The asylum applicant, therefore, must be prepared to provide evidence in sufficient detail about the severity of past abuse or the anticipated abuse if returned to the applicant’s country of nationality or last habitual residence. For example, if an asylum applicant has been psychologically traumatized by punishment or harm it would be wise to obtain a psychological evaluation to determine if he or she is suffering from post traumatic stress.
The details of the punishment or harm are important. For example, the Seventh Circuit Court of Appeal determined that a single incident of abuse can constitute persecution as long as the specific facts reveal the severity of the situation. Irasoc v. Mukasey, 522 F.3d 727 (7th Cir. 2008). In the Irasoc case, there was not only evidence of hand cuffing and loss of consciousness. The record reflected that extreme pain levels caused by repeated beatings and forcibly kicking Irasoc’s testicles led to unconsciousness. Representation of asylum applicants is not for the squeamish or faint of heart.
Level of Harm Required for CAT Claims
The United States signed the United Nations Convention Against Torture and other Forms of Cruel, Inhuman or Degrading Treatment or Punishment (the “Convention Against Torture”) treaty on October 18, 1988.
The United States Senate ratified the treaty on October 27, 1990, and the Convention Against Torture became binding on the United States on November 20, 1994. See 136 Cong. Rec. S17,486, S17,492 (daily ed. Oct. 27, 1990) and 74 Interpreter Releases, No. 45, Nov. 21, 1997, at 1773, 1781 (citing U.N. Doc. No. 571 Leg/SER. E/13, IV.9 (1992)).
For the purpose of determining eligibility for relief for withholding of removal under the Convention Against Torture, “torture” means the intentional infliction of severe mental or physical pain or suffering, for an illicit purpose, at the instigation or with the consent or acquiescence of a public official or other person acting in an official capacity while the targeted person is in the custody or physical control of the perpetrator. See 8 C.F.R. § 1208.18(a)(1), (6).
To qualify as torture, mental pain or suffering must be prolonged harm arising from: 1) intentional infliction or threatened infliction of severe physical pain or suffering; 2) administration or threatened administration of mind altering substances or procedures intended to profoundly disrupt the senses or personality; or 3) a threat of imminent death to the applicant or another. See 8 C.F.R. § 1208.18(a)(4).

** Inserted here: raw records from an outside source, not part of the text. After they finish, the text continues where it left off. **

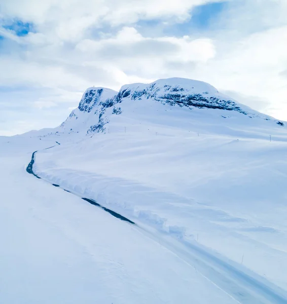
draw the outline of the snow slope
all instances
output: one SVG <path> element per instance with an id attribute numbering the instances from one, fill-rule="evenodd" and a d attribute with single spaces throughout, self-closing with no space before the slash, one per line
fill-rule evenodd
<path id="1" fill-rule="evenodd" d="M 136 227 L 28 174 L 55 144 L 0 138 L 1 303 L 237 303 Z"/>
<path id="2" fill-rule="evenodd" d="M 90 88 L 61 126 L 12 137 L 9 144 L 37 142 L 33 170 L 61 188 L 53 191 L 68 190 L 130 219 L 136 224 L 133 231 L 164 249 L 159 255 L 165 257 L 167 250 L 204 279 L 187 295 L 178 286 L 191 281 L 171 261 L 176 282 L 154 286 L 161 295 L 170 289 L 165 299 L 161 295 L 153 302 L 153 291 L 147 288 L 149 300 L 129 294 L 125 302 L 221 303 L 226 300 L 217 297 L 225 294 L 226 302 L 275 304 L 287 302 L 286 140 L 284 122 L 205 83 L 171 79 L 124 86 L 118 93 Z M 47 147 L 55 141 L 61 145 L 41 149 L 43 142 Z M 88 220 L 87 227 L 94 224 Z M 117 236 L 119 241 L 133 242 L 125 234 Z M 136 256 L 142 256 L 139 251 Z M 144 282 L 150 282 L 145 272 L 153 273 L 153 262 L 148 258 L 137 269 Z M 163 267 L 170 263 L 163 262 Z M 164 272 L 157 275 L 159 281 L 169 278 Z M 134 280 L 127 278 L 128 285 Z M 216 295 L 201 298 L 198 292 L 209 292 L 207 282 L 218 287 Z"/>

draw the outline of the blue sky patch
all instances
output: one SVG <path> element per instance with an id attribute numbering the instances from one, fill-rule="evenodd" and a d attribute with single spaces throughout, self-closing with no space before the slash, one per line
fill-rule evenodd
<path id="1" fill-rule="evenodd" d="M 3 26 L 4 28 L 14 31 L 17 36 L 25 36 L 30 32 L 34 31 L 32 23 L 21 20 L 13 20 Z"/>

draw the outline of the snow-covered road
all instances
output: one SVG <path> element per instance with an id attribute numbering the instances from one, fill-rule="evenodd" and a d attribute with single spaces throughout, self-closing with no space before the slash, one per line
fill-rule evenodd
<path id="1" fill-rule="evenodd" d="M 32 172 L 34 157 L 33 153 L 27 171 L 30 166 L 31 172 L 29 173 L 38 177 Z M 74 194 L 80 196 L 80 194 L 73 192 Z M 89 199 L 85 200 L 89 201 Z M 225 293 L 230 297 L 230 302 L 232 300 L 242 304 L 287 302 L 287 293 L 285 291 L 242 265 L 228 260 L 197 242 L 174 239 L 167 234 L 161 233 L 142 223 L 136 225 L 133 229 L 144 237 L 148 237 L 157 243 L 161 248 L 174 254 L 193 269 L 198 276 Z"/>
<path id="2" fill-rule="evenodd" d="M 237 302 L 142 230 L 27 174 L 52 143 L 1 143 L 1 303 Z"/>

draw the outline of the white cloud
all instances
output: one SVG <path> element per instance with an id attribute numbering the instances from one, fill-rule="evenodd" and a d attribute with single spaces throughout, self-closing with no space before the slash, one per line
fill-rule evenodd
<path id="1" fill-rule="evenodd" d="M 156 20 L 170 28 L 188 20 L 195 6 L 217 1 L 4 1 L 0 17 L 32 22 L 36 32 L 19 37 L 0 24 L 0 35 L 6 37 L 0 46 L 0 86 L 11 88 L 13 108 L 20 105 L 12 96 L 15 88 L 35 91 L 27 106 L 41 111 L 33 119 L 38 116 L 42 122 L 35 126 L 53 127 L 63 120 L 88 87 L 119 89 L 126 83 L 172 77 L 209 82 L 287 120 L 285 0 L 230 0 L 200 34 L 176 35 L 156 34 L 161 32 L 156 28 L 144 34 L 144 25 L 136 22 Z M 37 97 L 41 88 L 47 96 Z M 41 119 L 45 111 L 51 111 L 48 121 Z M 12 115 L 7 112 L 7 119 Z M 25 117 L 31 119 L 29 115 Z M 22 121 L 16 116 L 15 121 Z"/>

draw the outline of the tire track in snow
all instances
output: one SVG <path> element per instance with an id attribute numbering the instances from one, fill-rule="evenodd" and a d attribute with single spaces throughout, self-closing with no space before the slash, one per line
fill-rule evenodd
<path id="1" fill-rule="evenodd" d="M 58 144 L 60 144 L 56 142 Z M 50 149 L 54 146 L 55 146 L 44 149 Z M 33 165 L 37 152 L 38 151 L 35 151 L 32 154 L 26 171 L 40 179 L 41 178 L 33 171 Z M 50 183 L 56 187 L 60 186 L 60 185 L 52 184 L 51 182 Z M 65 189 L 63 189 L 79 196 L 78 194 Z M 118 218 L 135 224 L 133 221 L 119 213 L 101 206 L 94 200 L 87 198 L 81 198 L 101 208 Z M 285 291 L 251 271 L 244 269 L 235 262 L 229 261 L 224 257 L 212 252 L 208 248 L 195 242 L 176 239 L 170 236 L 154 230 L 151 227 L 145 227 L 136 224 L 133 225 L 133 226 L 143 235 L 159 243 L 161 246 L 163 246 L 189 266 L 194 268 L 199 275 L 203 276 L 228 294 L 233 300 L 241 304 L 287 304 L 287 292 Z"/>
<path id="2" fill-rule="evenodd" d="M 57 141 L 56 142 L 58 145 L 61 144 L 60 143 L 59 143 L 59 142 L 58 142 Z M 51 147 L 49 147 L 48 148 L 46 148 L 46 149 L 44 149 L 44 150 L 47 150 L 48 149 L 51 149 L 51 148 L 53 148 L 54 147 L 56 146 L 56 145 L 53 145 Z M 37 175 L 37 174 L 36 174 L 34 171 L 33 171 L 33 165 L 34 164 L 34 163 L 35 162 L 35 155 L 36 154 L 36 153 L 38 152 L 38 151 L 34 151 L 33 154 L 32 154 L 32 157 L 31 158 L 31 161 L 30 162 L 30 163 L 29 163 L 29 164 L 28 165 L 28 166 L 27 166 L 27 168 L 26 169 L 26 171 L 29 173 L 30 174 L 32 174 L 33 175 L 34 175 L 34 176 L 35 176 L 35 177 L 37 177 L 37 178 L 40 179 L 43 179 L 43 178 L 42 178 L 41 177 L 40 177 L 39 176 Z M 60 187 L 60 185 L 58 185 L 56 184 L 54 184 L 54 183 L 52 183 L 51 182 L 50 182 L 49 181 L 47 180 L 46 181 L 48 181 L 48 182 L 49 182 L 50 183 L 51 183 L 52 184 L 52 186 L 54 186 L 55 187 Z M 71 192 L 70 191 L 69 191 L 68 190 L 66 190 L 65 189 L 63 189 L 63 190 L 64 190 L 65 191 L 66 191 L 67 192 L 69 192 L 69 193 L 71 193 Z M 114 216 L 115 217 L 116 217 L 117 218 L 119 218 L 122 220 L 124 220 L 125 221 L 127 221 L 131 224 L 135 224 L 135 223 L 134 222 L 133 222 L 132 221 L 130 220 L 130 219 L 129 219 L 128 218 L 125 217 L 125 216 L 123 216 L 122 215 L 121 215 L 121 214 L 120 214 L 119 213 L 118 213 L 117 212 L 116 212 L 115 211 L 110 209 L 107 208 L 106 208 L 105 207 L 104 207 L 103 206 L 101 206 L 101 205 L 100 205 L 99 204 L 98 204 L 95 201 L 94 201 L 94 200 L 92 200 L 91 199 L 88 199 L 87 198 L 81 198 L 82 200 L 84 200 L 84 201 L 86 201 L 86 202 L 88 202 L 88 203 L 89 203 L 90 204 L 91 204 L 91 205 L 93 205 L 94 206 L 95 206 L 96 207 L 98 207 L 99 208 L 100 208 L 101 209 L 103 209 L 103 210 L 104 210 L 105 211 L 109 213 L 110 214 L 111 214 L 112 215 L 113 215 L 113 216 Z"/>

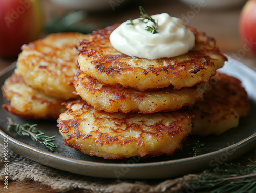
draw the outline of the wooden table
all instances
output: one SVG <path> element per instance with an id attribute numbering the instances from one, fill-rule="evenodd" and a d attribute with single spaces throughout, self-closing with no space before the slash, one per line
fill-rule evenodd
<path id="1" fill-rule="evenodd" d="M 49 19 L 49 13 L 56 10 L 61 12 L 48 1 L 44 1 L 46 18 Z M 214 37 L 217 45 L 225 53 L 231 56 L 239 56 L 239 59 L 246 65 L 254 68 L 256 67 L 256 57 L 250 52 L 243 49 L 244 44 L 239 38 L 238 20 L 241 7 L 229 10 L 209 10 L 201 8 L 198 13 L 196 13 L 188 5 L 179 1 L 162 0 L 157 1 L 132 1 L 130 4 L 121 5 L 115 11 L 101 11 L 90 13 L 89 18 L 96 22 L 105 23 L 111 25 L 121 23 L 129 18 L 136 18 L 139 16 L 138 7 L 142 5 L 151 15 L 166 12 L 170 15 L 183 18 L 187 25 L 194 26 L 198 30 L 205 32 L 207 35 Z M 8 66 L 16 58 L 0 58 L 0 70 Z M 40 183 L 28 180 L 26 182 L 9 182 L 9 189 L 6 192 L 54 192 L 51 189 Z M 75 190 L 68 192 L 81 192 L 81 190 Z"/>

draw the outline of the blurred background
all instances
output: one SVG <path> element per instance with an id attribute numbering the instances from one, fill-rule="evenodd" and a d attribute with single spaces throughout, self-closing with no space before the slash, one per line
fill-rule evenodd
<path id="1" fill-rule="evenodd" d="M 140 15 L 139 5 L 150 15 L 166 12 L 181 18 L 214 37 L 226 54 L 254 67 L 254 4 L 256 0 L 0 0 L 0 69 L 17 59 L 23 44 L 49 33 L 87 33 L 135 19 Z"/>

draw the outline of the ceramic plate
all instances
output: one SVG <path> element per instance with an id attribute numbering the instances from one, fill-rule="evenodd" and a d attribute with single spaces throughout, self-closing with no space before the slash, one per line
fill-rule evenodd
<path id="1" fill-rule="evenodd" d="M 13 72 L 15 64 L 2 71 L 0 84 Z M 240 119 L 239 126 L 218 136 L 207 137 L 190 136 L 182 151 L 173 156 L 147 159 L 132 158 L 126 160 L 108 160 L 84 155 L 62 144 L 56 121 L 33 121 L 20 118 L 0 109 L 0 143 L 8 135 L 8 148 L 42 164 L 56 169 L 87 176 L 115 178 L 156 179 L 172 177 L 215 168 L 241 156 L 256 146 L 256 72 L 229 58 L 221 71 L 240 79 L 250 97 L 251 110 L 248 116 Z M 2 95 L 0 103 L 5 102 Z M 7 130 L 6 118 L 17 123 L 36 123 L 38 128 L 48 136 L 56 135 L 57 147 L 51 152 L 28 137 L 20 136 Z M 191 157 L 195 142 L 204 143 L 203 154 Z"/>

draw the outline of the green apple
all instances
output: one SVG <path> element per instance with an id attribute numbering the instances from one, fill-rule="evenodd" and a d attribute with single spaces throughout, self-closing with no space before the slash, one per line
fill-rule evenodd
<path id="1" fill-rule="evenodd" d="M 39 37 L 43 25 L 39 0 L 0 0 L 0 56 L 17 57 L 22 45 Z"/>

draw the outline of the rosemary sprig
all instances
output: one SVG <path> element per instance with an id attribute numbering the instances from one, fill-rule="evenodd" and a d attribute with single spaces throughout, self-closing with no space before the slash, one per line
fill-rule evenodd
<path id="1" fill-rule="evenodd" d="M 216 169 L 213 175 L 202 174 L 188 181 L 189 186 L 210 193 L 256 192 L 256 163 L 246 166 L 226 164 L 226 169 Z"/>
<path id="2" fill-rule="evenodd" d="M 148 31 L 150 33 L 152 33 L 153 34 L 157 33 L 157 29 L 154 26 L 152 26 L 152 27 L 146 26 L 146 30 Z"/>
<path id="3" fill-rule="evenodd" d="M 154 25 L 152 26 L 146 26 L 145 30 L 146 31 L 148 31 L 150 33 L 152 33 L 152 34 L 157 33 L 157 27 L 158 27 L 158 25 L 157 23 L 157 20 L 156 22 L 155 19 L 152 18 L 147 13 L 146 13 L 146 11 L 142 7 L 142 6 L 140 6 L 139 7 L 140 11 L 140 16 L 141 19 L 139 19 L 139 21 L 140 22 L 144 23 L 145 24 L 147 24 L 149 21 L 152 22 L 154 23 Z M 129 25 L 133 25 L 134 24 L 130 18 L 129 19 L 129 21 L 130 23 L 127 23 L 126 24 Z"/>
<path id="4" fill-rule="evenodd" d="M 197 156 L 202 154 L 202 150 L 204 149 L 205 148 L 205 147 L 204 147 L 204 143 L 200 144 L 199 141 L 197 141 L 194 144 L 194 146 L 192 149 L 193 152 L 191 152 L 189 154 L 193 157 Z"/>
<path id="5" fill-rule="evenodd" d="M 155 19 L 153 19 L 147 13 L 146 13 L 145 9 L 142 7 L 142 6 L 140 6 L 139 7 L 140 11 L 140 18 L 141 19 L 139 19 L 141 22 L 144 22 L 146 24 L 148 21 L 152 22 L 154 24 L 157 25 L 157 22 L 156 22 Z"/>
<path id="6" fill-rule="evenodd" d="M 130 23 L 128 23 L 127 24 L 134 25 L 134 24 L 133 23 L 133 20 L 131 18 L 129 18 L 129 21 L 130 21 Z"/>
<path id="7" fill-rule="evenodd" d="M 158 24 L 157 21 L 156 22 L 155 19 L 152 18 L 145 11 L 145 9 L 142 7 L 142 6 L 140 6 L 139 7 L 140 11 L 140 18 L 141 19 L 139 19 L 140 22 L 143 22 L 145 24 L 147 24 L 148 21 L 152 22 L 155 26 L 152 25 L 152 27 L 149 26 L 146 26 L 146 30 L 148 31 L 150 33 L 152 33 L 153 34 L 155 33 L 157 33 L 157 27 Z"/>
<path id="8" fill-rule="evenodd" d="M 48 137 L 40 130 L 36 129 L 37 125 L 30 125 L 28 123 L 20 124 L 14 122 L 10 117 L 7 118 L 7 128 L 10 132 L 15 132 L 19 135 L 30 137 L 33 141 L 38 141 L 46 147 L 48 149 L 53 151 L 57 147 L 52 142 L 56 136 Z"/>

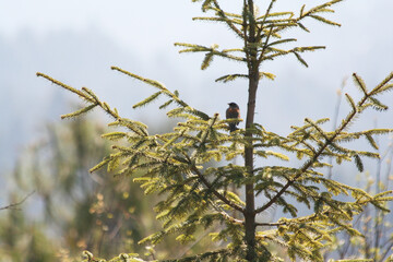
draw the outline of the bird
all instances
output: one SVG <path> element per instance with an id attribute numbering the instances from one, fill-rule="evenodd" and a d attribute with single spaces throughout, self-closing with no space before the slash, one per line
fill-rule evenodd
<path id="1" fill-rule="evenodd" d="M 240 108 L 239 106 L 231 102 L 231 103 L 228 103 L 229 107 L 228 109 L 226 110 L 226 119 L 239 119 L 240 118 Z M 234 132 L 237 130 L 237 127 L 239 124 L 239 121 L 237 122 L 230 122 L 229 123 L 229 132 Z"/>

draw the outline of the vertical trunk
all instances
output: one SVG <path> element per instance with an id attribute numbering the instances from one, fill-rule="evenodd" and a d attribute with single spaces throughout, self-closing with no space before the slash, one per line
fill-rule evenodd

Unanticipated severity of pain or suffering does not constitute torture. Matter of J-R-G-P-, 27 I&N Dec. 482, at 484 (BIA 2018); Matter of R-A-F-, 27 I&N Dec. 778 (A.G. 2020). See 8 C.F.R. § 1208.18(a)(5).
Torture also does not include lesser forms of cruel, inhuman treatment, or degrading treatment, such as the infliction of pain or suffering arising only from lawful sanctions. Matter of J-E-, 23 I&N Dec. 291 (BIA 2002).
In Pardeep Kumar v. Garland, at p.15, the Fifth Circuit Court of Appeal simply declared that the “BIA’s conclusion that Kumar did not suffer persecution was supported by substantial evidence, “[i]t follows a fortiori [the harm] do[es] not constitute torture,” as torture is an even higher bar. Qorane v. Barr, 919 F.3d 904, 911 (5th Cir. 2019).”
The only guidance that can be drawn from this succinct comparison seems to be that the harm necessary to qualify for CAT relief must be greater than the harm necessary to qualify for asylum.